NR: Simon collects a little—he actually does have a cellar. We have similar tastes in wine, [though] he likes Burgundies a little more than I do. Although I have been known to drink a slightly chilled Gevrey-Chambertin at lunch. He has a collection of super Tuscans, some Bordeaux, some Burgundies. I don't have a cellar at home, probably for my own safety and bank balance. I [only] keep 30 to 50 bottles around.

WS: Who chooses the wine when you go out to dinner?
NR: I do. Simon is perfectly happy for me to choose. But to be honest, I'd be perfectly happy for him to choose. He has wonderful taste in wine.

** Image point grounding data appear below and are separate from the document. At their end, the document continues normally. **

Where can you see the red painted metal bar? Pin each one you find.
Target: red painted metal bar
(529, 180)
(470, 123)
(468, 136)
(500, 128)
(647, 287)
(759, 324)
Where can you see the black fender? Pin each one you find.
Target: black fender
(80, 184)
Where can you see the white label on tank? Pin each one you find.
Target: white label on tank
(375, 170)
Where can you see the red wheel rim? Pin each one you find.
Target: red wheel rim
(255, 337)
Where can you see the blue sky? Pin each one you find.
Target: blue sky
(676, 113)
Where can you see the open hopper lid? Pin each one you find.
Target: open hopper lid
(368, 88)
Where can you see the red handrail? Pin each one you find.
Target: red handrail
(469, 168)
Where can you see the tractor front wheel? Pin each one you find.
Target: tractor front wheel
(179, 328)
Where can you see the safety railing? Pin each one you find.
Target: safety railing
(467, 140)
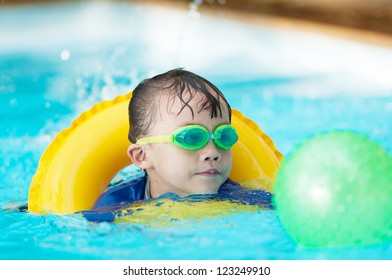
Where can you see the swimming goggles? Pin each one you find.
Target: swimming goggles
(194, 137)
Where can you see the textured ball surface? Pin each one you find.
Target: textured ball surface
(335, 190)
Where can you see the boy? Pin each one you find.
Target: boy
(181, 136)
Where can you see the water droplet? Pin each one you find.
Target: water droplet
(65, 55)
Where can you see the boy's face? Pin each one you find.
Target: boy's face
(181, 171)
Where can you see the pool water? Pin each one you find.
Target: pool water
(58, 60)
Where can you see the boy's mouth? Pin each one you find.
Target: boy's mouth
(210, 172)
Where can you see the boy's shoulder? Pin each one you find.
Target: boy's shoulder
(128, 192)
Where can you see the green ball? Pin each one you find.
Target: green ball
(335, 190)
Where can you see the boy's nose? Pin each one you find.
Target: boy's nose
(210, 152)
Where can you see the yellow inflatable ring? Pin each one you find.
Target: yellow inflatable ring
(82, 160)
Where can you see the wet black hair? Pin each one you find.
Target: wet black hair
(176, 83)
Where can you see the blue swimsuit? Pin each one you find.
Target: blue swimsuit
(124, 194)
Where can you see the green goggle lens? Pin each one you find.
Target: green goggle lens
(194, 137)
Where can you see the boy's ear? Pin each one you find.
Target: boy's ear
(139, 156)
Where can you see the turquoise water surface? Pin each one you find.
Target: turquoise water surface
(58, 60)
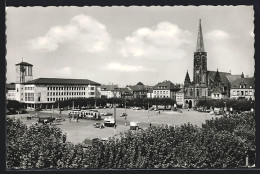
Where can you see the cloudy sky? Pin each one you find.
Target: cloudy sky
(125, 45)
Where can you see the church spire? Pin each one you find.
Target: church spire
(200, 43)
(187, 79)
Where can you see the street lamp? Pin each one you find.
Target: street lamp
(125, 113)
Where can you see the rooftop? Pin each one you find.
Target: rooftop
(61, 81)
(247, 81)
(24, 63)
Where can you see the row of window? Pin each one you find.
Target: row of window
(160, 92)
(29, 96)
(162, 87)
(243, 85)
(242, 93)
(160, 96)
(65, 93)
(60, 99)
(29, 88)
(70, 88)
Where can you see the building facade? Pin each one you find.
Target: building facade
(243, 88)
(44, 92)
(165, 89)
(110, 91)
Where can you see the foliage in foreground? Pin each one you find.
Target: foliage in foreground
(222, 142)
(238, 105)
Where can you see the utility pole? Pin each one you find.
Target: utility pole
(115, 120)
(125, 112)
(148, 113)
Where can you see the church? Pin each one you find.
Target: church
(206, 84)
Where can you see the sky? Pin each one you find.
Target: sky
(127, 45)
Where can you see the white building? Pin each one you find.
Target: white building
(165, 89)
(180, 97)
(243, 88)
(43, 92)
(110, 91)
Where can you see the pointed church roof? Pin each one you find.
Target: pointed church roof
(187, 77)
(217, 77)
(200, 43)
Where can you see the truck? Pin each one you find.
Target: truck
(109, 122)
(46, 119)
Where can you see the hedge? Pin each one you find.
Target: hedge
(220, 143)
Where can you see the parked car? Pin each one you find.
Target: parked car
(218, 111)
(134, 125)
(97, 125)
(123, 115)
(46, 119)
(109, 121)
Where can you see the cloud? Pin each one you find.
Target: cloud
(127, 68)
(164, 41)
(83, 33)
(252, 34)
(217, 35)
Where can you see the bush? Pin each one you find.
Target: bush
(238, 105)
(221, 143)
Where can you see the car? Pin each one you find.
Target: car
(109, 121)
(123, 115)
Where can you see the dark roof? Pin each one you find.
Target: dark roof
(232, 78)
(60, 81)
(247, 81)
(24, 63)
(223, 76)
(165, 85)
(180, 91)
(125, 90)
(140, 83)
(216, 90)
(10, 86)
(138, 87)
(109, 87)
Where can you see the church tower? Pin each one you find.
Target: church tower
(187, 79)
(200, 61)
(23, 72)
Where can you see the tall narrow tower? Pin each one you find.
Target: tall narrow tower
(200, 61)
(23, 72)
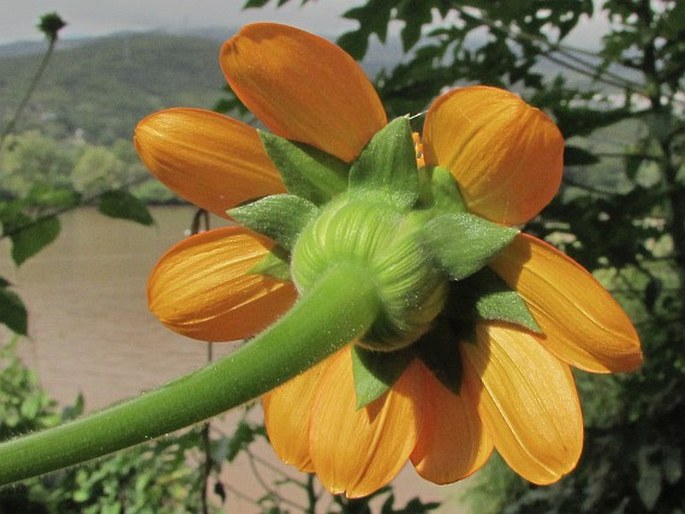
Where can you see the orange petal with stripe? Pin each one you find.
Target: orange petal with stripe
(202, 287)
(453, 442)
(357, 452)
(303, 87)
(287, 414)
(583, 325)
(506, 156)
(210, 160)
(527, 400)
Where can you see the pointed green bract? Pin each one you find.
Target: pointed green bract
(388, 165)
(463, 243)
(439, 192)
(305, 170)
(375, 372)
(280, 217)
(274, 264)
(495, 300)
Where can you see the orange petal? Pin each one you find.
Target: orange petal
(359, 451)
(527, 400)
(201, 288)
(210, 160)
(582, 323)
(453, 442)
(506, 156)
(287, 413)
(303, 87)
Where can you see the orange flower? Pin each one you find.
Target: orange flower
(517, 394)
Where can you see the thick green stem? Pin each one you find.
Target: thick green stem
(340, 307)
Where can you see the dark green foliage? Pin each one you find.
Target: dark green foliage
(33, 238)
(621, 212)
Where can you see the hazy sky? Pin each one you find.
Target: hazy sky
(18, 18)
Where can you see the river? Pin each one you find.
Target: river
(90, 330)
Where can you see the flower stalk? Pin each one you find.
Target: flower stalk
(339, 308)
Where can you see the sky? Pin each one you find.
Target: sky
(18, 18)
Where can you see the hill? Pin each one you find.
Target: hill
(103, 87)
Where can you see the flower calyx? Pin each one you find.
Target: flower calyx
(407, 229)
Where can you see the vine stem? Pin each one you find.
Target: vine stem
(342, 305)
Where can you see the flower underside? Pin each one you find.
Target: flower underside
(406, 226)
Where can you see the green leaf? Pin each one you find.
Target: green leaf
(463, 243)
(274, 264)
(123, 205)
(649, 484)
(388, 164)
(576, 156)
(53, 197)
(33, 238)
(439, 191)
(280, 217)
(375, 372)
(439, 351)
(495, 300)
(306, 171)
(13, 313)
(255, 4)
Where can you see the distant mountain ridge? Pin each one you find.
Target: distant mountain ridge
(99, 88)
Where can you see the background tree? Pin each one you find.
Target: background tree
(621, 211)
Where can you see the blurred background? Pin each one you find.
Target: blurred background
(83, 223)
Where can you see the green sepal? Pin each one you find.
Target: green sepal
(274, 264)
(280, 217)
(388, 165)
(439, 192)
(306, 171)
(495, 300)
(463, 243)
(375, 372)
(439, 351)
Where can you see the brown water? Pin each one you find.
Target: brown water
(91, 332)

WS: When you are on tour, you travel with a wine cellar. Can you tell me about it?
NR: The first time we did it was on our last big world tour. It was getting increasingly difficult when we went to less cosmopolitan cities around the world, it was hard to find good wine, [and] it was becoming a bit of an issue for some of the local promoters. It seemed to make sense for us to travel with the things we like. It was really just sticking another flight case on the back of the truck. We had a flight case specially created to keep all the wine fairly still and secure with foam around them. It stored about 100 bottles, maybe 120. It was a real luxury. When you are away from home a lot, it is nice to have a few of those comforts. A decent bottle of wine in the evening was one of those. Roger tends to go more for the white ones; Simon and I work our way through the reds.

WS: Do you celebrate with wine after a show?
NR: Yes, especially if I am having food. It is one of life's great pleasures. I'm a vegetarian so there's none of this "steak with a nice heavy red" business for me. Actually, tofu and Gevrey-Chambertin is a very interesting combination. There is something about the collision of flavors there. I try to stick with Italian wines when I'm eating pasta—that's when the super Tuscans come in.